When the electronic arrival card is fully implemented, travellers can submit their personal information and trip details through the ICA website or via a mobile application before arriving in Singapore.

The travellers will then need to produce only their passports for immigration clearance upon arrival.

Currently, the card contains information such as details of the traveller's flight to Singapore, his intended length of stay and where he will be staying. These details will still be required under the new electronic card.

The electronic arrival card will be available in various languages, and those travelling in families or small groups can choose to make a one-time group submission. Some information such as last port of embarkation as well as address in Singapore will be automatically replicated for all in the group.

The mobile app will also save information from previous trips for use during the next trip to Singapore.

"The electronic arrival card will enhance operational efficiency and is a significant step towards ICA's vision of paperless immigration clearance, and save up to 48 million paper-based disembarkation/embarkation cards a year," said the authority.

ICA said that it studied and took into consideration the practice and experience of countries that have implemented a similar model of the electronic arrival card, as part of the authority's conceptualisation and design process.

Mr Duong Dat, 23, a software engineer from Vietnam who visits Singapore once or twice a year to meet friends, said an electronic arrival card would be great, as it will reduce the waiting time at arrival.

He added that it will also remove the last-minute scramble for him to fill up the information. "Sometimes my itinerary information is not available if I have no Internet connection (on the plane) and I have to write it down at the airport."

Bruneian Hana Latiff, 24, who visited Singapore twice this year for youth programmes, is happy that the paper use will be reduced.

She also noted that the data-saving feature will be handy as she would not have to fill the form every time.

But Ms Hana, an administrative staff, added: "I might be concerned (about going online), as I am not sure how secure my data will be."

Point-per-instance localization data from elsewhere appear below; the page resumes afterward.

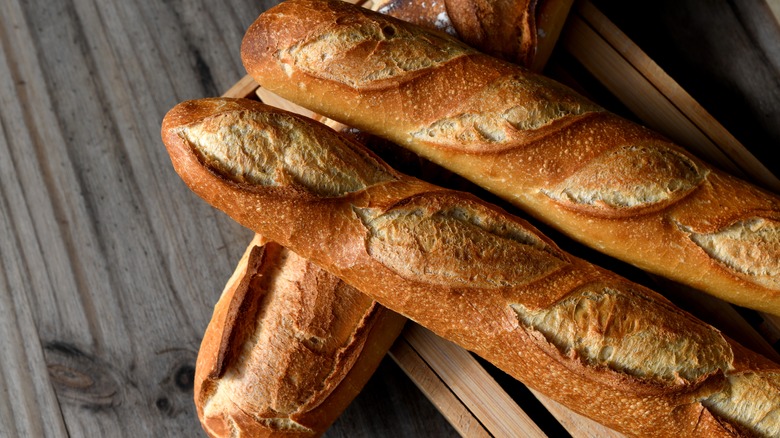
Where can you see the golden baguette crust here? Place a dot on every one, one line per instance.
(288, 348)
(610, 349)
(602, 180)
(503, 28)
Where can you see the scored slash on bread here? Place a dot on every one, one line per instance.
(528, 140)
(597, 343)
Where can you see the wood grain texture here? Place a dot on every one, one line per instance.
(109, 266)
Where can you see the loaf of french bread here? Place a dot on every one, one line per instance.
(602, 180)
(288, 348)
(505, 29)
(474, 274)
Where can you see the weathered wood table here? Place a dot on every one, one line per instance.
(110, 266)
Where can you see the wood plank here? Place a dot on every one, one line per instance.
(500, 415)
(435, 390)
(655, 96)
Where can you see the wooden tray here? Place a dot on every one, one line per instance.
(467, 392)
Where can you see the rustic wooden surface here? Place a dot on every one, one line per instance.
(110, 266)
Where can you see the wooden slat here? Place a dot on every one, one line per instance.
(656, 98)
(415, 367)
(472, 384)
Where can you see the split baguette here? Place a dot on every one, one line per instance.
(288, 348)
(488, 281)
(602, 180)
(291, 387)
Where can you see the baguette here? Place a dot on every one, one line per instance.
(503, 28)
(288, 348)
(600, 179)
(471, 273)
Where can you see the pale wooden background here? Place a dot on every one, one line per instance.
(110, 266)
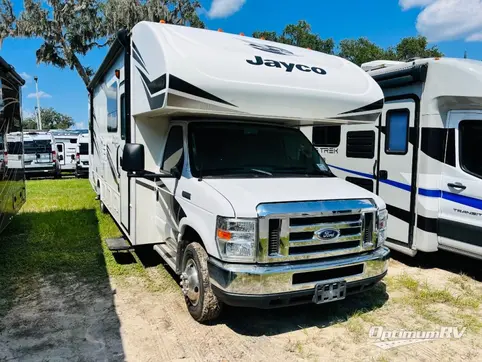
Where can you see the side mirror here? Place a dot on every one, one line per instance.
(175, 172)
(133, 157)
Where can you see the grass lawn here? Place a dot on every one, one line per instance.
(59, 232)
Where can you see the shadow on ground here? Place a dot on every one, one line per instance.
(56, 301)
(451, 262)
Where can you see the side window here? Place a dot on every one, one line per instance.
(123, 116)
(396, 140)
(174, 151)
(326, 136)
(470, 139)
(111, 94)
(360, 144)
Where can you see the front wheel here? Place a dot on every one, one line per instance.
(201, 302)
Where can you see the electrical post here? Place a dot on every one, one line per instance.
(39, 119)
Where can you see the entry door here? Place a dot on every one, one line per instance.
(123, 179)
(168, 208)
(460, 215)
(395, 171)
(61, 152)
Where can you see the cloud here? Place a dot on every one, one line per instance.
(475, 37)
(224, 8)
(27, 113)
(41, 94)
(441, 20)
(408, 4)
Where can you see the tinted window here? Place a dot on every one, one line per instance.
(123, 116)
(326, 136)
(84, 149)
(471, 147)
(15, 148)
(173, 153)
(397, 131)
(360, 144)
(111, 94)
(252, 150)
(39, 146)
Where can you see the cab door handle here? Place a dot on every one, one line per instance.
(457, 185)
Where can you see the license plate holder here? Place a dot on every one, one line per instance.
(329, 292)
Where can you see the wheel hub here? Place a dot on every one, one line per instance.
(190, 282)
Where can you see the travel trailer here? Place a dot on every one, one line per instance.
(82, 156)
(12, 179)
(40, 156)
(422, 156)
(196, 150)
(66, 147)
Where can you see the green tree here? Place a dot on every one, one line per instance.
(415, 46)
(360, 51)
(51, 119)
(69, 29)
(300, 35)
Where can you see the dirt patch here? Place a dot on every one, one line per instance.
(137, 321)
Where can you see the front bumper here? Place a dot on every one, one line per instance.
(236, 284)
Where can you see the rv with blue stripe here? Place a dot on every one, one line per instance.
(423, 154)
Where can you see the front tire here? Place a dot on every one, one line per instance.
(201, 302)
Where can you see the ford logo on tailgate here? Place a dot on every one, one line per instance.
(327, 234)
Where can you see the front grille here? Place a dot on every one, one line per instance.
(311, 235)
(274, 236)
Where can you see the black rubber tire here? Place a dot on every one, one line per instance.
(209, 307)
(103, 209)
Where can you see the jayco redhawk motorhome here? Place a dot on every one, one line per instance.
(12, 179)
(196, 150)
(422, 156)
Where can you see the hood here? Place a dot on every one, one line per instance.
(246, 194)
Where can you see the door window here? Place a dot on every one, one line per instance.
(111, 94)
(470, 139)
(326, 136)
(397, 131)
(174, 151)
(360, 144)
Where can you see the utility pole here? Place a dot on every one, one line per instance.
(39, 120)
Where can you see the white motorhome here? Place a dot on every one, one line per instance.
(12, 179)
(82, 155)
(196, 150)
(39, 154)
(423, 154)
(66, 146)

The move is part of a series of recent high-tech measures by ICA.

Earlier this year, X-ray imaging scanners were introduced at the Tuas Checkpoint to better detect components on buses and vans that have been modified or contain explosives.

A new Web portal called MyICA was also launched by the authority in June to make renewing and applying for a new Singapore passport easier.

In August this year, eye-scan trials were rolled out for Singaporeans and permanent residents at Woodlands and Tuas checkpoints, and Tanah Merah Ferry Terminal. The trial involves officers scanning travellers' iris images in addition to fingerprint verification.